Overview#

qtoolkit is a Python package designed to provide a programmatic interface for interacting with standard queue managers commonly found on high-performance computing (HPC) clusters, such as Slurm, PBS, and SGE.

The primary goal of qtoolkit is to offer a slim, flexible, and decoupled tool that allows third-party software to manage computational jobs without being tied to the specific details of a particular scheduler or the environment where commands are executed.

Design Philosophy#

qtoolkit is built around several key design choices:

  • Slim dependencies: The package aims to have minimal dependencies, making it easy to integrate into various environments and workflows.

  • Decoupled command generation and parsing: Instead of directly executing commands, qtoolkit’s scheduler interfaces (subclasses of BaseSchedulerIO) expose methods to:

    • Build the shell commands required for job submission, cancellation, and monitoring.

    • Parse the output of these commands into standardized Python objects.

  • Platform agnostic execution: By separating command generation from execution, qtoolkit allows users to choose how and where the commands are run (e.g., locally, via SSH, or through other remote execution frameworks).
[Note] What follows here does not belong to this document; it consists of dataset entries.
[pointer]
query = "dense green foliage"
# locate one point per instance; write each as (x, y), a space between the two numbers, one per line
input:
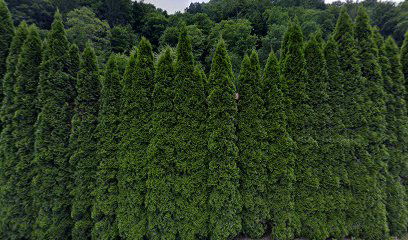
(53, 174)
(83, 144)
(251, 141)
(134, 130)
(396, 116)
(314, 146)
(106, 189)
(224, 198)
(190, 144)
(7, 148)
(6, 35)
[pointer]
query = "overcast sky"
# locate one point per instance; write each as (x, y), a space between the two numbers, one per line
(179, 5)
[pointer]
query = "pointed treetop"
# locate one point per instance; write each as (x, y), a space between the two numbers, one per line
(271, 72)
(255, 62)
(57, 38)
(344, 26)
(6, 35)
(165, 68)
(363, 27)
(185, 60)
(221, 66)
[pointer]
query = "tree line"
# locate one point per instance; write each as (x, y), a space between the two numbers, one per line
(313, 144)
  • Standardized data objects: qtoolkit uses a set of common data objects (like QJob, QResources, and QState) to represent jobs and their requirements across different schedulers, providing a consistent API for users.

Supported Schedulers#

Currently, qtoolkit provides implementations for the following queue managers:

  • Slurm: Simple Linux Utility for Resource Management.

  • PBS: Portable Batch System (including variants like OpenPBS and PBS Professional).

  • SGE: Sun Grid Engine (and its descendants).

Aside from HPC schedulers, qtoolkit also supports executing commands and monitoring them in a unix shell.

How it Works#

The core of qtoolkit is built around the SchedulerIO classes, which focus on the decoupled generation of shell commands and the parsing of their outputs. This allows users to integrate scheduler interactions into any environment without being forced into a specific execution model.

The standard operations provided by each SchedulerIO implementation include:

  • Script generation: build a full shell script with appropriate scheduler headers.

  • Submission: generate the command to submit a script (e.g., sbatch or qsub).

  • Job status: query job information.

  • Cancellation: terminate a job.

When defining job requirements (like nodes, memory, or time), users can choose between:

  1. QResources object: A standardized, scheduler-agnostic data object. This helps maintaining portability across different cluster environments.

  2. Options dictionary: A simple dictionary with keys that match the identifiers in the scheduler’s header template. This provides a direct, low-level way to pass parameters specific to a particular scheduler.

While qtoolkit provides a QueueManager and Host abstraction to simplify the common case of executing these commands locally or via SSH, the primary strength of the package lies in its ability to generate and parse these commands independently of how they are run.